Goal

Stitch two overlapping images $I$ and $I'$ given a set of point correspondences $\{(x_i, x'_i)\}_{i=1}^{N}$ across them. Compute, for every pixel $x_*$ in $I$ , a $3 \times 3$ projective transformation $H_*$ that maps the local neighbourhood of $x_*$ into $I'$ . The field $\{H_*\}_{x_* \in I}$ varies smoothly with $x_*$ and reduces to a single global homography when the data are consistent with the projective model; elsewhere it deviates locally to absorb model inadequacy (parallax, non-rotational camera motion, non-planar scene). Globally projective, locally adjustable.

Algorithm

Let $\tilde{x} = [x, y, 1]^T$ denote $x = [x, y]^T$ in homogeneous coordinates. A homography $H \in \mathbb{R}^{3 \times 3}$ acts as $\tilde{x}' = H \tilde{x}$ , with $h_j^T$ the $j$ -th row of $H$ and $h = \mathrm{vec}(H) \in \mathbb{R}^9$ the row-stacked vector.

For each correspondence $(x_i, x'_i)$ , the constraint $\mathbf{0}_{3 \times 1} = \tilde{x}'_i \times H \tilde{x}_i$ linearises to three rows in $h$ , of which two are independent:

a_i = \begin{bmatrix} \mathbf{0}_{1 \times 3} & -\tilde{x}_i^{T} & y'_i \tilde{x}_i^{T} \\ \tilde{x}_i^{T} & \mathbf{0}_{1 \times 3} & -x'_i \tilde{x}_i^{T} \end{bmatrix} \in \mathbb{R}^{2 \times 9}.

Stacking $a_i$ for all $i$ yields the DLT design matrix $A \in \mathbb{R}^{2N \times 9}$ .

Definition

Global DLT homography (\hat{h})

The single homography that minimises the algebraic residual on all correspondences.

\hat{h} = \arg\min_{\|h\| = 1} \|A h\|^2,

obtained as the right singular vector of $A$ with smallest singular value.

Definition

Moving DLT weights (w_*^i)

A Gaussian locality kernel on the source-image distance from a query point $x_*$ to each correspondence's source position $x_i$ , clipped from below by $\gamma$ for stability.

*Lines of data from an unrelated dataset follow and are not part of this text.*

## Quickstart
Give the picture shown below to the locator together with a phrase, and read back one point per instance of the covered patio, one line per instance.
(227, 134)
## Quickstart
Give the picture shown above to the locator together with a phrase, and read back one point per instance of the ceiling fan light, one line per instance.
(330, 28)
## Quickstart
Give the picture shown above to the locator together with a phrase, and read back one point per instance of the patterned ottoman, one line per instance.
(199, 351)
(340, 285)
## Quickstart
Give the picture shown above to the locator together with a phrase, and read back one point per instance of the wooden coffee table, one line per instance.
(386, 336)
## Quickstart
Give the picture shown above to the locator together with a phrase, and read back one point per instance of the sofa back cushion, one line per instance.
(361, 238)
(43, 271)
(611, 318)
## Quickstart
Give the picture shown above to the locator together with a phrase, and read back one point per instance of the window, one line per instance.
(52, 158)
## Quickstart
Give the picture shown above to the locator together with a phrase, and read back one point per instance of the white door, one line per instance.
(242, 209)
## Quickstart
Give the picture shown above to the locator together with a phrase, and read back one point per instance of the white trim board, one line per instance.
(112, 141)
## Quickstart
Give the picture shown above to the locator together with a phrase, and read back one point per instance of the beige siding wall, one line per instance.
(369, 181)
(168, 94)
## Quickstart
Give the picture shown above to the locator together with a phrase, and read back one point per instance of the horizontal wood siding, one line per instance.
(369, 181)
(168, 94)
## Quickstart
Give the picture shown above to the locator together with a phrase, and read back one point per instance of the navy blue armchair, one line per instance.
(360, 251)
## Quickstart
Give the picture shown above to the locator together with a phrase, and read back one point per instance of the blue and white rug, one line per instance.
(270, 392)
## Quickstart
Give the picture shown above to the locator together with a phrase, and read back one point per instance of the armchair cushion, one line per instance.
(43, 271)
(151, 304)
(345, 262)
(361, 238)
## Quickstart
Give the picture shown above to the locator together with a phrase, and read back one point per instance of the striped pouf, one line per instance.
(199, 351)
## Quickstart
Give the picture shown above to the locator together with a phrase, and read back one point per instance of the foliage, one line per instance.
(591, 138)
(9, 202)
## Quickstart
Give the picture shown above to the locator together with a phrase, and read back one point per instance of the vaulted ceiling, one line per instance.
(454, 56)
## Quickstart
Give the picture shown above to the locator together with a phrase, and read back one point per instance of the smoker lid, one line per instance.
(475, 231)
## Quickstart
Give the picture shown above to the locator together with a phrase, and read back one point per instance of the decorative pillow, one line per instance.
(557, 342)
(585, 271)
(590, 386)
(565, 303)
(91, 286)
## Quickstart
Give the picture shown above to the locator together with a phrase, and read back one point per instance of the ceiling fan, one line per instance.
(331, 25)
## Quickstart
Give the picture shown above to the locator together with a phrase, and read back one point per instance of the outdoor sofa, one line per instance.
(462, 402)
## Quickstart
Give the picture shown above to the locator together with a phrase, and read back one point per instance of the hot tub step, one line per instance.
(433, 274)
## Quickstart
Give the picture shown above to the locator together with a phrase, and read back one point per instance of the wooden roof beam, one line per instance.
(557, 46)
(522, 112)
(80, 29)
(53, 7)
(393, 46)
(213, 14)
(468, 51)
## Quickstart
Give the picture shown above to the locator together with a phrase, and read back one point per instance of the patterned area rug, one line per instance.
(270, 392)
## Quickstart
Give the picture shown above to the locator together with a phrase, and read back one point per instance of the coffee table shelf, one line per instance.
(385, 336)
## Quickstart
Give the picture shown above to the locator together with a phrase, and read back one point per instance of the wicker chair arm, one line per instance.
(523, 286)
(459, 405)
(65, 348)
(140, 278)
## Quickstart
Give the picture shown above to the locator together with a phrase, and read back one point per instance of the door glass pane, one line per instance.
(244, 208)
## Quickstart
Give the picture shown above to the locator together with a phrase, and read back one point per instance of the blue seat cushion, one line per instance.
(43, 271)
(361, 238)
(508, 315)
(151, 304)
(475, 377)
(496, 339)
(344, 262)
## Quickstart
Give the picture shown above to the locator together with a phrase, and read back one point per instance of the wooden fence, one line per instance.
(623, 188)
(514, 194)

w_*^i = \max\!\left(\exp\!\left(-\frac{\|x_* - x_i\|^2}{\sigma^2}\right),\; \gamma\right),

with bandwidth $\sigma > 0$ and floor $\gamma \in [0, 1]$ . As $\gamma \to 1$ the field collapses to the global homography; as $\gamma \to 0$ extrapolation regions become numerically singular.

Definition

Moving-DLT homography (h_*)

The location-dependent homography at query $x_*$ , fit by weighting each correspondence's DLT contribution by $w_*^i$ .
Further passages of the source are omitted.